Code Anatomy: Turning Google Sheets API results into (better) objects, Part I

Many APIs return data structures that are pretty wacky, at least relative to how you want to process the data in your app. The property names and values are all there in the response, yes — but it's just not quite right.

Case in point: the Google Sheets API.

Take a Sheet like this:

When you fetch that Sheet via API, the response is undeniably accurate[1], yet far from ideal for further processing.

var sheetsResponse = {
  "range": "Sheet1!A1:D1000",
  "majorDimension": "ROWS",
  "values": [
    [
      "utm_campaign",
      "utm_medium",
      "utm_source",
      "Campaign Name"
    ],
    [
      "nick1205-content-pdf-ebook",
      "email",
      "linkedin",
      "Nicholas I"
    ],
    [
      "vko1242-content-video-howto",
      "ppc",
      "twitter",
      "Vukovitch II"
    ]
  ]
}

Yes, this format[2] is

  • self-explanatory
  • space-efficient
  • necessary due to JSON's limited datatypes (as we'll see in another post)

but it's also

  • utterly frustrating from a programming standpoint

You can't easily grab Row 2's utm_medium, for example, since each data row is an array of values only, with no references to the column names in the header row.

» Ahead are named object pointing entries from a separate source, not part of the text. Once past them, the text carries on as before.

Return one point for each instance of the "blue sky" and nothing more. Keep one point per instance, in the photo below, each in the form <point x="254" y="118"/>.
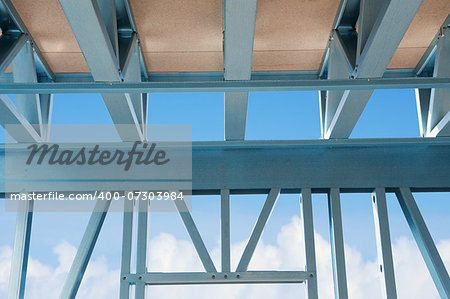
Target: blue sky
<point x="271" y="115"/>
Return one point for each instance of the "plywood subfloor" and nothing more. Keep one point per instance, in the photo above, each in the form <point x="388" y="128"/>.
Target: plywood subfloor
<point x="186" y="35"/>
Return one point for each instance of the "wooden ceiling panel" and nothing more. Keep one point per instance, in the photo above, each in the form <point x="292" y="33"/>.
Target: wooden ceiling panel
<point x="425" y="25"/>
<point x="176" y="33"/>
<point x="186" y="35"/>
<point x="52" y="33"/>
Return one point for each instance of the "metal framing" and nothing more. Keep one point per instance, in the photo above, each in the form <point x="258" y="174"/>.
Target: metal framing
<point x="363" y="39"/>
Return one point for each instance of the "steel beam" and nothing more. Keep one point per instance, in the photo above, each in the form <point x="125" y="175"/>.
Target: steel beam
<point x="15" y="123"/>
<point x="189" y="278"/>
<point x="424" y="241"/>
<point x="421" y="163"/>
<point x="127" y="247"/>
<point x="308" y="235"/>
<point x="239" y="30"/>
<point x="174" y="86"/>
<point x="384" y="248"/>
<point x="85" y="249"/>
<point x="439" y="109"/>
<point x="12" y="24"/>
<point x="258" y="229"/>
<point x="100" y="49"/>
<point x="34" y="107"/>
<point x="141" y="251"/>
<point x="195" y="236"/>
<point x="225" y="229"/>
<point x="381" y="28"/>
<point x="19" y="261"/>
<point x="337" y="244"/>
<point x="9" y="48"/>
<point x="423" y="106"/>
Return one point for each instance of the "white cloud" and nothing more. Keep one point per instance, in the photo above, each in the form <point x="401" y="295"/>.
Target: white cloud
<point x="169" y="254"/>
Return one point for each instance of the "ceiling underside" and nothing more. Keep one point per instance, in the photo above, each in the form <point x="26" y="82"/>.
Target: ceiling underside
<point x="186" y="35"/>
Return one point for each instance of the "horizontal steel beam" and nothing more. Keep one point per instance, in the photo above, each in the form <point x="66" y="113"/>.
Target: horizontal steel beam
<point x="220" y="86"/>
<point x="418" y="163"/>
<point x="179" y="278"/>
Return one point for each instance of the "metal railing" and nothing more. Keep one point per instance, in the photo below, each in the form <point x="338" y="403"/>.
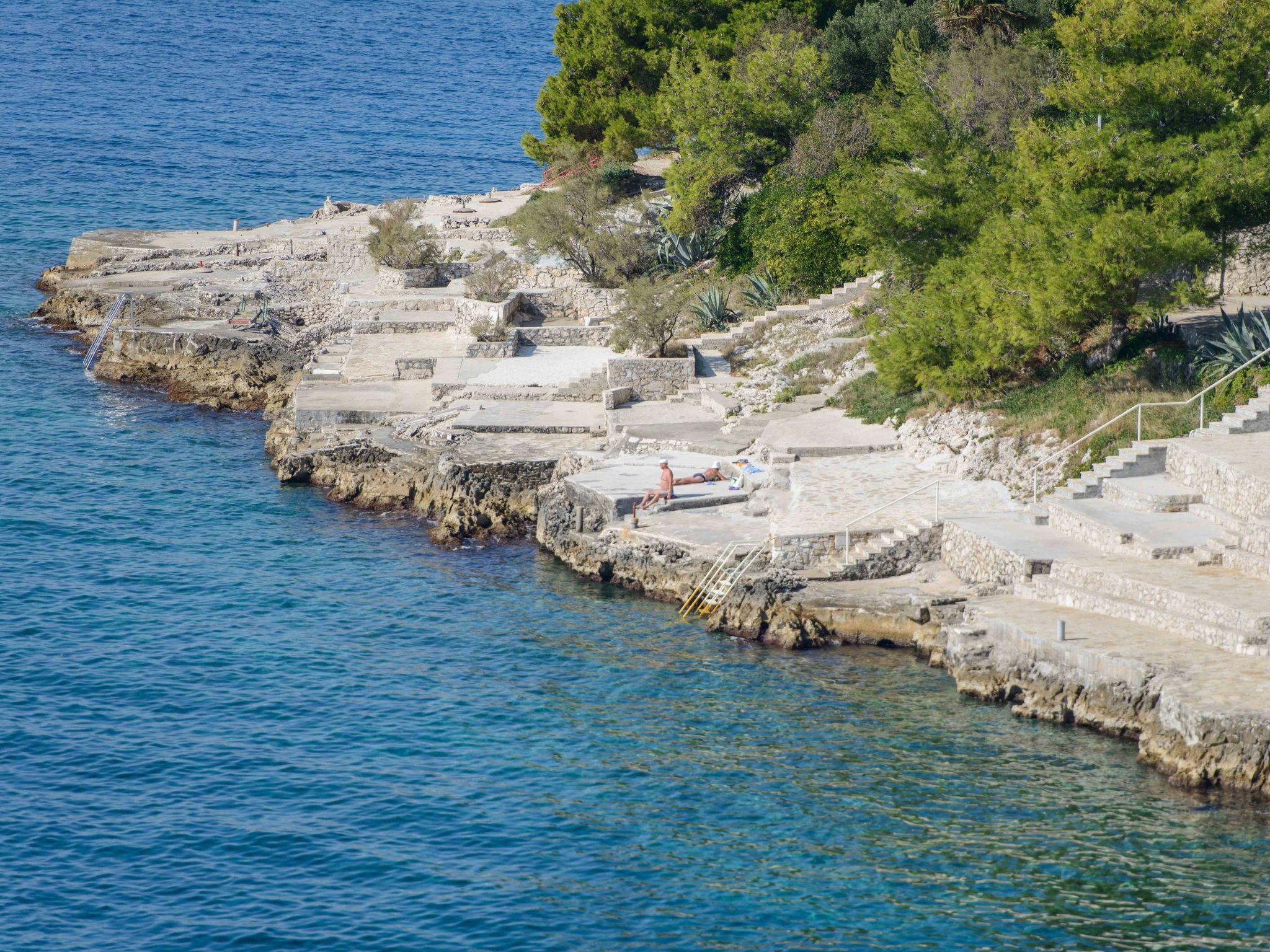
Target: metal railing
<point x="846" y="542"/>
<point x="1139" y="409"/>
<point x="94" y="350"/>
<point x="722" y="578"/>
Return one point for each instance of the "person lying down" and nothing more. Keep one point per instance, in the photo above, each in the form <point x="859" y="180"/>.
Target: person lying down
<point x="711" y="475"/>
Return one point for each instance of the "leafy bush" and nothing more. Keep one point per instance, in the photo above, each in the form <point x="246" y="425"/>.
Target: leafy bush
<point x="797" y="231"/>
<point x="677" y="253"/>
<point x="763" y="291"/>
<point x="398" y="243"/>
<point x="494" y="277"/>
<point x="873" y="402"/>
<point x="651" y="316"/>
<point x="1240" y="339"/>
<point x="580" y="223"/>
<point x="713" y="309"/>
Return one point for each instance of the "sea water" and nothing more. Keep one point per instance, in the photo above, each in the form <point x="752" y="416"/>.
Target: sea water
<point x="235" y="715"/>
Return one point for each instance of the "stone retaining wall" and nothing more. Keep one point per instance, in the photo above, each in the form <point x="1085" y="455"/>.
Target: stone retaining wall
<point x="495" y="348"/>
<point x="978" y="562"/>
<point x="415" y="367"/>
<point x="616" y="397"/>
<point x="1228" y="488"/>
<point x="572" y="304"/>
<point x="652" y="377"/>
<point x="436" y="275"/>
<point x="596" y="335"/>
<point x="470" y="312"/>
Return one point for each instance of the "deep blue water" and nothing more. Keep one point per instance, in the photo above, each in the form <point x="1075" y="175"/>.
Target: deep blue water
<point x="234" y="715"/>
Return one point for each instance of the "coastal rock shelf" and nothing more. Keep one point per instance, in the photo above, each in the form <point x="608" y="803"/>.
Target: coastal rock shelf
<point x="376" y="390"/>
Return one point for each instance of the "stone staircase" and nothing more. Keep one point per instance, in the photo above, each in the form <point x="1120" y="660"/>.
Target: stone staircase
<point x="884" y="545"/>
<point x="1254" y="416"/>
<point x="1174" y="535"/>
<point x="328" y="362"/>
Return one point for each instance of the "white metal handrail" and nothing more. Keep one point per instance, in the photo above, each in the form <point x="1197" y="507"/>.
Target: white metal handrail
<point x="102" y="332"/>
<point x="1139" y="409"/>
<point x="846" y="544"/>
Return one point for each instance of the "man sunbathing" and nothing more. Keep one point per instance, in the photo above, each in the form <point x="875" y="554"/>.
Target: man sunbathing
<point x="711" y="475"/>
<point x="665" y="488"/>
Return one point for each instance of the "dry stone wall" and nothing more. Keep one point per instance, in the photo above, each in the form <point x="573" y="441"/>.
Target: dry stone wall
<point x="652" y="377"/>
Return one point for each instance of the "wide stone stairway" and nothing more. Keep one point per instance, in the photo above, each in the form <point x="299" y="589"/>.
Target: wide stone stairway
<point x="1171" y="539"/>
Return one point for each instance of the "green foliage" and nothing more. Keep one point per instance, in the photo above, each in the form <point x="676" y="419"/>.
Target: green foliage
<point x="399" y="243"/>
<point x="652" y="315"/>
<point x="763" y="289"/>
<point x="1090" y="227"/>
<point x="580" y="223"/>
<point x="798" y="231"/>
<point x="494" y="277"/>
<point x="735" y="120"/>
<point x="859" y="43"/>
<point x="677" y="253"/>
<point x="713" y="309"/>
<point x="1240" y="340"/>
<point x="615" y="55"/>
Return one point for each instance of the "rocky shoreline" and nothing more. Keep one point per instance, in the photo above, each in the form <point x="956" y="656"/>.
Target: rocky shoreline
<point x="468" y="494"/>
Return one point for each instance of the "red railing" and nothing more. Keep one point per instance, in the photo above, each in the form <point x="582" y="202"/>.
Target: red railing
<point x="549" y="180"/>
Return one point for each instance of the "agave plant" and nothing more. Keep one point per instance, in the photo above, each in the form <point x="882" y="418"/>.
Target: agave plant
<point x="1240" y="339"/>
<point x="713" y="309"/>
<point x="763" y="293"/>
<point x="677" y="253"/>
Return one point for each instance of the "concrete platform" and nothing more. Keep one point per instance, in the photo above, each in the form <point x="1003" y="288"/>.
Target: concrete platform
<point x="533" y="416"/>
<point x="544" y="367"/>
<point x="827" y="494"/>
<point x="625" y="480"/>
<point x="1030" y="542"/>
<point x="321" y="404"/>
<point x="826" y="433"/>
<point x="1153" y="531"/>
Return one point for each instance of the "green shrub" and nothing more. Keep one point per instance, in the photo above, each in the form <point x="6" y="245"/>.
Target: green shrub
<point x="714" y="309"/>
<point x="652" y="315"/>
<point x="398" y="243"/>
<point x="794" y="230"/>
<point x="873" y="402"/>
<point x="494" y="277"/>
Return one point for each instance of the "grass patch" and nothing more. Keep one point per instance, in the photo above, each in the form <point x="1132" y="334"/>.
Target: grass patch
<point x="871" y="402"/>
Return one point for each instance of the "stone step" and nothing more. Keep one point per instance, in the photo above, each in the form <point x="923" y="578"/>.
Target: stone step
<point x="1213" y="604"/>
<point x="1231" y="472"/>
<point x="1142" y="459"/>
<point x="1151" y="494"/>
<point x="1254" y="416"/>
<point x="1043" y="588"/>
<point x="887" y="541"/>
<point x="1249" y="563"/>
<point x="1113" y="528"/>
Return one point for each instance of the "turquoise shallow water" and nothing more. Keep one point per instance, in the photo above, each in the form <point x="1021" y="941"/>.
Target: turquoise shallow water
<point x="234" y="715"/>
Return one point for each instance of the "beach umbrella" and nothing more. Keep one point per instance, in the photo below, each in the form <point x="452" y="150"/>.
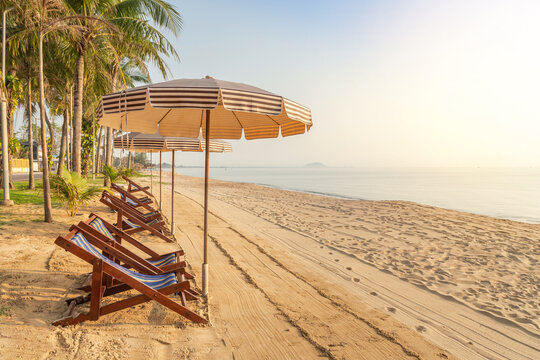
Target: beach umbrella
<point x="151" y="143"/>
<point x="221" y="109"/>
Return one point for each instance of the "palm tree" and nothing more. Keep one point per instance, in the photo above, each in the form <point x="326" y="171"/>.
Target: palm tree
<point x="132" y="19"/>
<point x="73" y="191"/>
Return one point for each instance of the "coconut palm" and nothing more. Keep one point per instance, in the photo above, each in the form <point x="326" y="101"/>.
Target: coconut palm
<point x="133" y="19"/>
<point x="73" y="190"/>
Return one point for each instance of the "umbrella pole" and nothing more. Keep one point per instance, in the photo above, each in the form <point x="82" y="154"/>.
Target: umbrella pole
<point x="160" y="181"/>
<point x="172" y="198"/>
<point x="205" y="231"/>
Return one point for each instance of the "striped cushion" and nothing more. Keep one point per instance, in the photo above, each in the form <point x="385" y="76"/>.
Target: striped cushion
<point x="136" y="226"/>
<point x="156" y="282"/>
<point x="166" y="260"/>
<point x="100" y="226"/>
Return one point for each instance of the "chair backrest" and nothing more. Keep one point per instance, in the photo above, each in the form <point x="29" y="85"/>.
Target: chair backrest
<point x="152" y="280"/>
<point x="100" y="226"/>
<point x="116" y="204"/>
<point x="129" y="198"/>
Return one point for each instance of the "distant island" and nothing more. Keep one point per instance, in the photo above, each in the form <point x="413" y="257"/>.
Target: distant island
<point x="315" y="165"/>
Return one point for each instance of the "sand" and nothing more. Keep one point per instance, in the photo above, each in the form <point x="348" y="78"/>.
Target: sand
<point x="292" y="276"/>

(Since the column order can easily change, rows[1][1] isn't always the utm_medium. You need to get correct data regardless of whether someone makes a change to the sheet layout.)

You can stare at structures like this for awhile, thinking, “How do I pivot this to be more usable, without introducing new spaghetti code of my own?”

There's no question that JavaScript array functions can transform the format any way you want; how to do it elegantly is the question. Writing short-and-sweet-and-readable code to translate between formats is a great way to flex your JS skills.

What's a better shape for the same data?

Let's think about the format we'd prefer for simple seeks and searches. It would (IMO) be something like this (in pseudo-code):

row [0] =
      [0] utm_campaign = "nick1205-content-pdf-ebook"
      [1] utm_medium = "email"
      [2] utm_source = "linkedin"
      [3] Campaign Name = "Nicholas I"

row [1] =
      [0] utm_campaign = "vko1242-content-video-howto"
      [1] utm_medium = "ppc"
      [2] utm_source = "twitter"
      [3] Campaign Name = "Vukovitch II"

... etc...

Now we're talkin', right? An ordered set of ordered key-value objects, where each sheet row is an object is easy to navigate.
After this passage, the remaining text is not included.